Ранний эллинизм (Лосев) - страница 10

Эпикурейцы шли на этих путях объективистской эстетики гораздо дальше. Мы сказали выше, что ради сохранения покоя души эпикурейцы запрещали заниматься даже науками и искусствами, которые всегда несут с собою разные треволнения, неудачи и вообще никому не нужное усилие, способны только омрачить невозмутимую безоблачность эстетического самонаслаждения. Однако здесь необходимо сказать то, чего мы не сказали выше, поскольку выше шла речь только об эпикурейских принципах. Именно, переходя от принципа устранения науки и искусств к его реальному осуществлению, эпикурейцы тут же констатировали, что у человека существует одна такая беспокойная и вечно волнующая область, которую можно устранить как раз только при помощи науки. Эта беспокойная и волнующая область есть религия. Ведь религиозные люди слишком глубоко чувствуют ответственность за всю свою прожитую жизнь. Это заставляет их бояться, как бы чего худого не вышло за пределами этой жизни. Религия проповедует посмертные награды за хорошую жизнь и тяжелейшие наказания за дурную жизнь. При таких религиозных верованиях, конечно, никогда не может быть настоящего спокойствия для души. За малейший шаг своей жизни я должен почему-то отвечать; а я часто даже и не знаю, хорошо ли я поступил или плохо. Не лучше ли придумать такой миропорядок, чтобы уж не было никакого ни блаженства, ни страдания за гробом?
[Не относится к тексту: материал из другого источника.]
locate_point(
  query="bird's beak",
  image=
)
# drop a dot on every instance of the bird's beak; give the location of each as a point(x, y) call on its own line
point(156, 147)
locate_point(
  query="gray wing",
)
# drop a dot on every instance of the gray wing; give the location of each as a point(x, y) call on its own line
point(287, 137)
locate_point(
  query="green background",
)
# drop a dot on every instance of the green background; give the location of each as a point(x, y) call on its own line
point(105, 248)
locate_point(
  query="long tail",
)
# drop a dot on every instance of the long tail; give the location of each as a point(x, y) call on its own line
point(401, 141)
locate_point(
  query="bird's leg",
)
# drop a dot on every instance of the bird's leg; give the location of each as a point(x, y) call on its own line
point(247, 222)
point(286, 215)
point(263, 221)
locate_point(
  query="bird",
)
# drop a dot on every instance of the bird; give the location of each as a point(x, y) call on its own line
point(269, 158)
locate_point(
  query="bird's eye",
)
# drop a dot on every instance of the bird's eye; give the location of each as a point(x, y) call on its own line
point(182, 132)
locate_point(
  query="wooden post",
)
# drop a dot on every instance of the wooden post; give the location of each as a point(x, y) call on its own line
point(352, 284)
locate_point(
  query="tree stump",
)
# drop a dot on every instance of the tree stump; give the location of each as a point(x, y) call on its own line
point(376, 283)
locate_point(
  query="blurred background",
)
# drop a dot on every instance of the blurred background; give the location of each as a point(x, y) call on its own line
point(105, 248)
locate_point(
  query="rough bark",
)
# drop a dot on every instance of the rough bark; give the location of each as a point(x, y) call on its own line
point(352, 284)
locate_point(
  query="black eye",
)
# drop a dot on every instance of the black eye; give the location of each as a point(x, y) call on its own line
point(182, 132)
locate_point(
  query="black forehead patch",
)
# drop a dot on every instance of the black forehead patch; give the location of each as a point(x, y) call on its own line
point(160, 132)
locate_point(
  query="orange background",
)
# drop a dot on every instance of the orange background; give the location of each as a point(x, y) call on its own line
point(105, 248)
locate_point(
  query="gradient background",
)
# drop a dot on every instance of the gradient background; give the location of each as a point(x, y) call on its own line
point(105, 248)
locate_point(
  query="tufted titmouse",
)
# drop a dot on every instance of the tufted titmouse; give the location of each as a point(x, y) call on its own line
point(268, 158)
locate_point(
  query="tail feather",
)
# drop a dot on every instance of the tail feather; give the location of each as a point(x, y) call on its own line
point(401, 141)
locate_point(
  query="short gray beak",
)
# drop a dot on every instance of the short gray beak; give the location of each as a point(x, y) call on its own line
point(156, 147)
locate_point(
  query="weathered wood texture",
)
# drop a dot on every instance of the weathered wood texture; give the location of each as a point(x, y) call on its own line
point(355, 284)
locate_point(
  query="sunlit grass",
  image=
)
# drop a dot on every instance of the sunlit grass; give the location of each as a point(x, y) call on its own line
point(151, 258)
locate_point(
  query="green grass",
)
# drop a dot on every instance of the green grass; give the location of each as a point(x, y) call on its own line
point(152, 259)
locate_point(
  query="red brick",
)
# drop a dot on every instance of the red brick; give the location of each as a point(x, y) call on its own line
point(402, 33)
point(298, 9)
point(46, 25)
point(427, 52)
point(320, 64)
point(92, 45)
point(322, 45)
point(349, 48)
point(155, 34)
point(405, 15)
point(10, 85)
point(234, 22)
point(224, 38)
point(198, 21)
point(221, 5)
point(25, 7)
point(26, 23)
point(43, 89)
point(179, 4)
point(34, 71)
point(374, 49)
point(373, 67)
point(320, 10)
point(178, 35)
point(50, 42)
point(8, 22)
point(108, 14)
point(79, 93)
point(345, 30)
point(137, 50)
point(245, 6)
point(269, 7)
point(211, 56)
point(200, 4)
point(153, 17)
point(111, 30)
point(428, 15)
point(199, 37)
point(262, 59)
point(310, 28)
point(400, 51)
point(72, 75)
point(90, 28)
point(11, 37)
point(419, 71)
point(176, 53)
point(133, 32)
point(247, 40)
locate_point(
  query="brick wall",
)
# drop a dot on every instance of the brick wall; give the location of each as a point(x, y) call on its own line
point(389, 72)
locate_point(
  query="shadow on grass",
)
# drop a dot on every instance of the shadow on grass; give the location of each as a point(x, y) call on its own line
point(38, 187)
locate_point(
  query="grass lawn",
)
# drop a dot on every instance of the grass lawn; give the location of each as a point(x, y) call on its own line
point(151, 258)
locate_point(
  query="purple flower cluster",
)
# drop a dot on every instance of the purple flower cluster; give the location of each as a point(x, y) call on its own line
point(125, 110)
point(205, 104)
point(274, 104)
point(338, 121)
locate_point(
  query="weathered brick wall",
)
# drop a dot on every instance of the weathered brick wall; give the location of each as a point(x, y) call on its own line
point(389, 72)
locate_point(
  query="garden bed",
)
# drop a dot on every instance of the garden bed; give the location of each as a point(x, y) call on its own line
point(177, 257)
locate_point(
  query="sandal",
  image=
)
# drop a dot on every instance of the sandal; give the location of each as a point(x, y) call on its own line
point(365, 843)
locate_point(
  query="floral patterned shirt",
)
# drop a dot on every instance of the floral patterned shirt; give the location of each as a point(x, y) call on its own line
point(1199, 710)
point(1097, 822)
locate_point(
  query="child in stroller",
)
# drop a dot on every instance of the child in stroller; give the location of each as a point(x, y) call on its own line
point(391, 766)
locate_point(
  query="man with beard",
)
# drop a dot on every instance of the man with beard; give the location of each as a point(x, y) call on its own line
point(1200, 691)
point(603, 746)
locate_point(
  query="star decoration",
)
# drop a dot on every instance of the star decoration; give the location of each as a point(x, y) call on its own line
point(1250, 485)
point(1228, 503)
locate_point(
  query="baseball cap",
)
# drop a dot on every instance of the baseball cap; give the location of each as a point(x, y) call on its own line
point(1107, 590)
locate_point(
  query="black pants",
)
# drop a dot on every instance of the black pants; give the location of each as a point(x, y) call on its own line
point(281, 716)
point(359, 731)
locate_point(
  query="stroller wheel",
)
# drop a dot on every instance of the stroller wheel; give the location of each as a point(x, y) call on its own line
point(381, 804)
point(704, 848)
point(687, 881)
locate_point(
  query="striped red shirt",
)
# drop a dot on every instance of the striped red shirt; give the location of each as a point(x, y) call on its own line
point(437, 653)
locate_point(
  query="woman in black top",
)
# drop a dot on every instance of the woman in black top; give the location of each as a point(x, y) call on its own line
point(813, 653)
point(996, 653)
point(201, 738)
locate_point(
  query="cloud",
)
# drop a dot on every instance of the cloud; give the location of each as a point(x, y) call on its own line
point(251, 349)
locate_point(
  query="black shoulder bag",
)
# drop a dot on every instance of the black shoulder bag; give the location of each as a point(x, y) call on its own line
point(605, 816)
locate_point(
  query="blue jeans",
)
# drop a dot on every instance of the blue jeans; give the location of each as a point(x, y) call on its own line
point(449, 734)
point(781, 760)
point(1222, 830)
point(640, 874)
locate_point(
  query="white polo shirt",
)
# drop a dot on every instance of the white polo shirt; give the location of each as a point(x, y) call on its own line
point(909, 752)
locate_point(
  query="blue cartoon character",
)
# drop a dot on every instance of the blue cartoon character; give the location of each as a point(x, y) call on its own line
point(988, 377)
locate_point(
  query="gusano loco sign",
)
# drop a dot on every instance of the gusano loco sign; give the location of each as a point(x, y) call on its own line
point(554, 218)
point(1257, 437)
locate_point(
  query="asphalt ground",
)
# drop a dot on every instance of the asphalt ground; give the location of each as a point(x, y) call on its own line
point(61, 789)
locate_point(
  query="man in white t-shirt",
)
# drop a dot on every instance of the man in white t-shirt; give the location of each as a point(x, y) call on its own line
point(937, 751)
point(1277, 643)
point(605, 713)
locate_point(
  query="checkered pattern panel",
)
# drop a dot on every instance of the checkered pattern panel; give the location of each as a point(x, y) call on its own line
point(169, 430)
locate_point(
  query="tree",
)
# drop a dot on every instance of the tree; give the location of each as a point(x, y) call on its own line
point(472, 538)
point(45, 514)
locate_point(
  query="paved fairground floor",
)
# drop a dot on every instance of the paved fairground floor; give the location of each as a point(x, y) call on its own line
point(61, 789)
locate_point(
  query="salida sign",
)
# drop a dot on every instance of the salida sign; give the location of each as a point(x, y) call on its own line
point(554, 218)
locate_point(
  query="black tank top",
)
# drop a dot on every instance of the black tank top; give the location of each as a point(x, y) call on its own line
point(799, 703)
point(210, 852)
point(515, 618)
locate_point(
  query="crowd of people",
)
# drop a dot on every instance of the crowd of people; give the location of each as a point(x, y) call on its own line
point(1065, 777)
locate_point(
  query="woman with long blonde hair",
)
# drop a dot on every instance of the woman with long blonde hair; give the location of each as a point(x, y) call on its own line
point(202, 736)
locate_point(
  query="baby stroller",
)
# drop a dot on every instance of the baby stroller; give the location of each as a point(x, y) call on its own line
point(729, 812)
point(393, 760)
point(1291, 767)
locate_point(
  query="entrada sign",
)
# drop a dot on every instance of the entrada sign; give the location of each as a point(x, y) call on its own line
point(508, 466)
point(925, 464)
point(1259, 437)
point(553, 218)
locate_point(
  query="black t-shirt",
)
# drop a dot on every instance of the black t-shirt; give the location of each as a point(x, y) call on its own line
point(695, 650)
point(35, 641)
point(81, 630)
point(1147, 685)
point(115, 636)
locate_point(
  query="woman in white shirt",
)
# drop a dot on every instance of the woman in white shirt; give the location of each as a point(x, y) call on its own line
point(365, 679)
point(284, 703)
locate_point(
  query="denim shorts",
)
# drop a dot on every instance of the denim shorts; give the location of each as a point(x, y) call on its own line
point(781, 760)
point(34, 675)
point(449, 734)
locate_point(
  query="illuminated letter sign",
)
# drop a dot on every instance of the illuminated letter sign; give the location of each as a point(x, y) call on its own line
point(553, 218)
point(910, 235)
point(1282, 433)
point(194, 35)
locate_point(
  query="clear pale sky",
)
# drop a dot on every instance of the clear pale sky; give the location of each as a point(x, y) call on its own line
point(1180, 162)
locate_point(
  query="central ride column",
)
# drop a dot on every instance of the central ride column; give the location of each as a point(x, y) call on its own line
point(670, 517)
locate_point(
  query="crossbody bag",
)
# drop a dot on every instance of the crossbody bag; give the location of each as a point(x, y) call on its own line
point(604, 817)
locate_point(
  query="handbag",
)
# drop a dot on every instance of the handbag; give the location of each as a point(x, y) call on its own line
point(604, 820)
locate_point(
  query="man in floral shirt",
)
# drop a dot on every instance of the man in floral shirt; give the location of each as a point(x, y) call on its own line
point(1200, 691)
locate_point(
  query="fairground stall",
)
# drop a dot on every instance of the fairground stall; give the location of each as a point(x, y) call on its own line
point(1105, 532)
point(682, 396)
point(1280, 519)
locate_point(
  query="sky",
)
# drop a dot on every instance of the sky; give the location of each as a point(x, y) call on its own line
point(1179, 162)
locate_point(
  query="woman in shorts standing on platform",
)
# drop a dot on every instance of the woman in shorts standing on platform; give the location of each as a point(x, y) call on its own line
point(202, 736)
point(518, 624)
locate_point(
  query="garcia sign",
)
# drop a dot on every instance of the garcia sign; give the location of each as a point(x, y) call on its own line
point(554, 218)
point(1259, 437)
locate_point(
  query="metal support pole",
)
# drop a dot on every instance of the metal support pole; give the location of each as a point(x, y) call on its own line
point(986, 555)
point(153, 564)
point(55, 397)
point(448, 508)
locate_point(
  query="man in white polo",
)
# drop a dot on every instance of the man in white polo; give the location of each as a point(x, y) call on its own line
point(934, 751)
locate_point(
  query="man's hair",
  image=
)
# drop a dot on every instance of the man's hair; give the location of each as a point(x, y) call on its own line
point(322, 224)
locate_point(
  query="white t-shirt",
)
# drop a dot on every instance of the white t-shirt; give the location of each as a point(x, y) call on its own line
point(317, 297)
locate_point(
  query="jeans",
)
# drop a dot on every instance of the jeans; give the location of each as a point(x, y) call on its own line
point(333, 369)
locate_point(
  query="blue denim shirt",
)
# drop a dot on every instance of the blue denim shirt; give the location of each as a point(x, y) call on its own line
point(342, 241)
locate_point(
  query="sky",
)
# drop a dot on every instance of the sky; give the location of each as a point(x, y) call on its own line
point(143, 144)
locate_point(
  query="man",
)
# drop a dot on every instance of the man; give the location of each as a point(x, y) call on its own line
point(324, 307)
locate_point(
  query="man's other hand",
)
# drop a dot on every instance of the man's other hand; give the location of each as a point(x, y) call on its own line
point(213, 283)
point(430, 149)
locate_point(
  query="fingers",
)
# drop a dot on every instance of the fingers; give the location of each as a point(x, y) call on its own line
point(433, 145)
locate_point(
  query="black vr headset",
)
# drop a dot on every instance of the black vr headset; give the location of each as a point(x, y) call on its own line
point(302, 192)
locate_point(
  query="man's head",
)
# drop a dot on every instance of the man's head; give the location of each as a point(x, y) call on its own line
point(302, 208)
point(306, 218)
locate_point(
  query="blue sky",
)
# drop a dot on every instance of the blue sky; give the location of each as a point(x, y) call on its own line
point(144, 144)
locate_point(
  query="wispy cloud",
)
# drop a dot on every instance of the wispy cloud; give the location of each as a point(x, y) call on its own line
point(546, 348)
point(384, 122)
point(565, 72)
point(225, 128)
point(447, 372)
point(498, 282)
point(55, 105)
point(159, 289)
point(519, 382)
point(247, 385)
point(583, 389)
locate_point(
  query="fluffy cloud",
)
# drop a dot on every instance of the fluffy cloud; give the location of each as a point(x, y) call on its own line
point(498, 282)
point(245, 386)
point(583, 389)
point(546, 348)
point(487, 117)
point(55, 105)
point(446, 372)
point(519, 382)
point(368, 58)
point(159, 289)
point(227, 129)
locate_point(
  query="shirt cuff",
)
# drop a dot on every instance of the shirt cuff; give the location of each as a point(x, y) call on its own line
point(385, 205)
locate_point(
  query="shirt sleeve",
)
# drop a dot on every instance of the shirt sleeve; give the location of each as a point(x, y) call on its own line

Не лучше ли построить такую науку, которая освобождала бы нас от всех этих посмертных ужасов, от всех этих туманных, но весьма болезненных ожиданий, от всей этой ответственности за то, чего и мы сами толком не знаем?

И вот Эпикур разрешает заниматься только одной наукой, а именно только такой, которая построила бы для нас вполне объективное, но совершенно безопасное для внутреннего покоя души бытие. Такую науку и такую философию Эпикур нашел у атомистов. Все бытие состоит из атомов. Но каждый атом вполне бездушен и лишен сознания. Правда, из определенного сочетания атомов создается и душа и сознание. Но зато сочетание такое всегда временное и всегда условное. Пока я жив, атомы моей души координированы так, что душа существует, испытывает всякие радости и горести, здоровые и болезненные состояния, надежды и безнадежность. Но когда я умру, все атомы моей души рассыплются и разлетятся по сторонам и от меня ничего не останется. И если я буду думать так атомистически, то ни смерть, ни мое загробное существование нисколько не будут меня беспокоить. Смерть - это только распадение и разлетание атомов по сторонам, а загробной жизни и вообще нет никакой. Следовательно, я имею полное право предаваться своему безмятежному эстетическому самонаслаждению в глубине своего тенистого и прохладного эпикурейского Сада. И ничего мне не страшно, и ни за что я не отвечаю. Таким образом, также и эпикурейцы нисколько не отрицали объективного бытия в своей эстетике, а, наоборот, весьма интенсивно его признавали, правда, в таком виде, чтоб оно не мешало безмолвному душевному самонаслаждению, а, наоборот, его оправдывало бы.